Now more than ever, it is imperative for counsel to do whatever is necessary to move cases along. Adjusters are likely more understanding that outside counsel’s hands may be tied with respect to these delays. However, it is important to discuss the situation collaboratively because the adjuster may be more willing to pursue dispositive motions that could ultimately fail if the goal is to spur plaintiff’s counsel to take action. Strategies to consider may include filing an offer of judgment, direct negotiations, or mediation. It may be necessary to continuously follow up with plaintiffs’ counsel to resolve a case. Many plaintiffs’ attorneys are highly motivated to settle cases, given the procedural delays due to the pandemic.
Perhaps what adjusters desire the most from their outside counsel is a connection.
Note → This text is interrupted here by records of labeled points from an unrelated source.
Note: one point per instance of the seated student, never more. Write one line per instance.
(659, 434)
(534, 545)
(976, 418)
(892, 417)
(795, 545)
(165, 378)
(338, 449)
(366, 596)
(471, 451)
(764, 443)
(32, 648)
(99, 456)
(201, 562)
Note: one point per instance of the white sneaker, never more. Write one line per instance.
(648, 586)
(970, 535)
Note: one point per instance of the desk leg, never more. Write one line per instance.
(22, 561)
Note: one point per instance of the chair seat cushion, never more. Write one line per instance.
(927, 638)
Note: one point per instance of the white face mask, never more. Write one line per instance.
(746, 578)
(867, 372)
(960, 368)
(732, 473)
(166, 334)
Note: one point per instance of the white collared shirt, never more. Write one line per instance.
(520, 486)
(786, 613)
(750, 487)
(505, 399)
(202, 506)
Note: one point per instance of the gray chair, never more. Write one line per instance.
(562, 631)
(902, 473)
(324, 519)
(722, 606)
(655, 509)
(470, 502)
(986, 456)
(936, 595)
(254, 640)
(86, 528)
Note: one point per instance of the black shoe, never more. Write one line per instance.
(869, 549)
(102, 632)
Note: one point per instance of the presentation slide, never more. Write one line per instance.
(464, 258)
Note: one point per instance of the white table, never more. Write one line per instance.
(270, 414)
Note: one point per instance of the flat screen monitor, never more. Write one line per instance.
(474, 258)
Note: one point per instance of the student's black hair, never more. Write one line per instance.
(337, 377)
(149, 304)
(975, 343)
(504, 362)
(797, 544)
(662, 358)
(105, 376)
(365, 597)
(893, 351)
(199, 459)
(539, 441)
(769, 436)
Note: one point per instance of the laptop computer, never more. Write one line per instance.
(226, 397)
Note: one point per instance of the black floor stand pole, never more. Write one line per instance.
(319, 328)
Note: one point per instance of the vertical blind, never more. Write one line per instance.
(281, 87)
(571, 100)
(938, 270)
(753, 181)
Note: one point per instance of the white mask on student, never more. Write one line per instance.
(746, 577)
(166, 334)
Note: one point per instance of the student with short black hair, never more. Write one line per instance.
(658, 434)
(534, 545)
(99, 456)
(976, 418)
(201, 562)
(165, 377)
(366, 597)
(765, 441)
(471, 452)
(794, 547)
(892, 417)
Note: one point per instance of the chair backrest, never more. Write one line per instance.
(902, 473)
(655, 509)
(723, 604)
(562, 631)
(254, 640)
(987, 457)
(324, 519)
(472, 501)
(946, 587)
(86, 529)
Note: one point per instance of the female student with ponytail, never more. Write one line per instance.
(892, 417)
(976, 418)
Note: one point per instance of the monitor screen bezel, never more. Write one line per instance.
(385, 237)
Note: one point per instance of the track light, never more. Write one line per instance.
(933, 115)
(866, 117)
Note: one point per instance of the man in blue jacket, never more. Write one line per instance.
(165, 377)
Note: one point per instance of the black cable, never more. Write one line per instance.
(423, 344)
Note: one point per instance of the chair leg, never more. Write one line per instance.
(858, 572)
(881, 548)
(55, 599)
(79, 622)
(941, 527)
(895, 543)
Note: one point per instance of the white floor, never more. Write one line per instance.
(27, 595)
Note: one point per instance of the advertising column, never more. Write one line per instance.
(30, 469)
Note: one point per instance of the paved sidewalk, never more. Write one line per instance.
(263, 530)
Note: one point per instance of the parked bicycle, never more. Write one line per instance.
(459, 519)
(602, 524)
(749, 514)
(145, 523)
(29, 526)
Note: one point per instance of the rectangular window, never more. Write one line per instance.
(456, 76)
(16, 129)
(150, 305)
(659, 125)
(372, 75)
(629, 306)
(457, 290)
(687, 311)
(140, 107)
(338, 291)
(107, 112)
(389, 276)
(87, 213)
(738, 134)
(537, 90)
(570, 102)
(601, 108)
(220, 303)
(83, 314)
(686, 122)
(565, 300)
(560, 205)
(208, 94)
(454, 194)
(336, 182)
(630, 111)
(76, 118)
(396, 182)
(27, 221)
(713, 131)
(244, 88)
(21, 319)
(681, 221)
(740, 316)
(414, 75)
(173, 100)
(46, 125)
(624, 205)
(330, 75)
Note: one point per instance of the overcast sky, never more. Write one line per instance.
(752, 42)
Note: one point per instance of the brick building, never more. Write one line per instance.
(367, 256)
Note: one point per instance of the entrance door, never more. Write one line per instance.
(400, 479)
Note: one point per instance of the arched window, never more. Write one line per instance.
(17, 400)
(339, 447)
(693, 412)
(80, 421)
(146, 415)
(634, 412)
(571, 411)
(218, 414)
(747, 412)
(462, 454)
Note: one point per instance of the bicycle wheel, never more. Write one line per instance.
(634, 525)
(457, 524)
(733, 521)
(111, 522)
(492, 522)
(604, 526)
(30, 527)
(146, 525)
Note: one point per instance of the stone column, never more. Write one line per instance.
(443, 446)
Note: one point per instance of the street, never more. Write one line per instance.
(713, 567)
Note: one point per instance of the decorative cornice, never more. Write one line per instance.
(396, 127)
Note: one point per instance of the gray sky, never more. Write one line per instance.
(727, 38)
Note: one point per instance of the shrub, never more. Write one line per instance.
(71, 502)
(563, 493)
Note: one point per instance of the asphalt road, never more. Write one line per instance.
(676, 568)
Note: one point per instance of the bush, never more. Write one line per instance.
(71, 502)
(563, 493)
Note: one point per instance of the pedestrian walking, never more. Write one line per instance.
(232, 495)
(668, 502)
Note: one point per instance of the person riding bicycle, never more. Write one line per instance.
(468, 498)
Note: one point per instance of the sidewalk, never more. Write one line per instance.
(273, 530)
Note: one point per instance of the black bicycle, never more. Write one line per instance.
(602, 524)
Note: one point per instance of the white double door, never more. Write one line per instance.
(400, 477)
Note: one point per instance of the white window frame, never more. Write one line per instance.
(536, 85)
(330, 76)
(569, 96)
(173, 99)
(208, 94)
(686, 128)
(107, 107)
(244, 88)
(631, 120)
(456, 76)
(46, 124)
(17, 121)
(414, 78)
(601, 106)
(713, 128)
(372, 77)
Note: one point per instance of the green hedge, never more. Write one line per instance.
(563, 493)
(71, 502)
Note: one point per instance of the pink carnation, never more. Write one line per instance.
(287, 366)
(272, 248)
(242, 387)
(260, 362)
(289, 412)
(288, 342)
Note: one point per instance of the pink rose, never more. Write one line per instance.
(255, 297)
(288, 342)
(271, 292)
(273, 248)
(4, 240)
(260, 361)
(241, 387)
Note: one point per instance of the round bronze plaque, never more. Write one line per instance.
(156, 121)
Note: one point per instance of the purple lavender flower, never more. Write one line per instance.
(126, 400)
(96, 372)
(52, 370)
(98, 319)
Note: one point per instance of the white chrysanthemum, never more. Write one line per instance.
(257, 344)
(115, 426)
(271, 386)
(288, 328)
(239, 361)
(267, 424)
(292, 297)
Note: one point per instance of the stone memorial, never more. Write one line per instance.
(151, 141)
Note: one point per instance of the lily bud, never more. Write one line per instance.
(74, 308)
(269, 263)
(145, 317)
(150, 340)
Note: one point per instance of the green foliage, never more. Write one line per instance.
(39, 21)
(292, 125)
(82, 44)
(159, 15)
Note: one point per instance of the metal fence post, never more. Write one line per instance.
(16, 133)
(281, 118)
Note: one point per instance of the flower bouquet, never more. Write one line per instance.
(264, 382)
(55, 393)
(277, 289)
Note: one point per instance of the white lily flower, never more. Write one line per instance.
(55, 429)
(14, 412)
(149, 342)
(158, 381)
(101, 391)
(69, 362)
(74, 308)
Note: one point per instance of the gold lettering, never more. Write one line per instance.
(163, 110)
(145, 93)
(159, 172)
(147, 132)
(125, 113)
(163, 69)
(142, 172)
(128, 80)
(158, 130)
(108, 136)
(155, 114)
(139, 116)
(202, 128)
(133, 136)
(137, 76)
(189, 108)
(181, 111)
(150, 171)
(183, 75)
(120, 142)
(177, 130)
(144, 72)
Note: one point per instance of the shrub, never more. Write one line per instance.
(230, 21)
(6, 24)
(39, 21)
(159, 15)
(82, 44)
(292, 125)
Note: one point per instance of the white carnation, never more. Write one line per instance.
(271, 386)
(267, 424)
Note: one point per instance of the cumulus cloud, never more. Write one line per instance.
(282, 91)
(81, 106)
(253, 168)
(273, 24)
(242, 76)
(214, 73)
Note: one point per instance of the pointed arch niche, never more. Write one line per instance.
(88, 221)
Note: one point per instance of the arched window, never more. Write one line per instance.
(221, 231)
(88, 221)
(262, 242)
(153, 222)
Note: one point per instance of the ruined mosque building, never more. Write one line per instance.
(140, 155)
Simply put, adjusters want to develop a relationship of trust and confidence.
Law school teaches attorneys to rely on logic, but it does not teach the emotional component of the attorney-client relationship. In law school, attorneys learn to reduce cases down to a fact pattern, then spot the relevant issues. Adjusters are real people whose job it is to accurately assess and resolve hundreds of files. Adjusters desire a team member to help move the cases toward resolution. Sometimes, simply asking adjusters what types of cases they like or dislike, or about their education and background can go a long way in making this connection.
This can also mean that if outside counsel has written an article or comes across a decision of interest, it should be provided to the adjuster. This can serve as a springboard for further discussion and potential connection with the adjuster.
In the end, claims adjusters want skilled attorneys who can analyze an issue, move a case forward, and reach a resolution. If outside counsel can not only do this, but also cultivate a personal relationship with the adjuster, it will reassure the adjuster that any challenges in litigated cases will be met head-on with both parties working collaboratively toward successful resolution.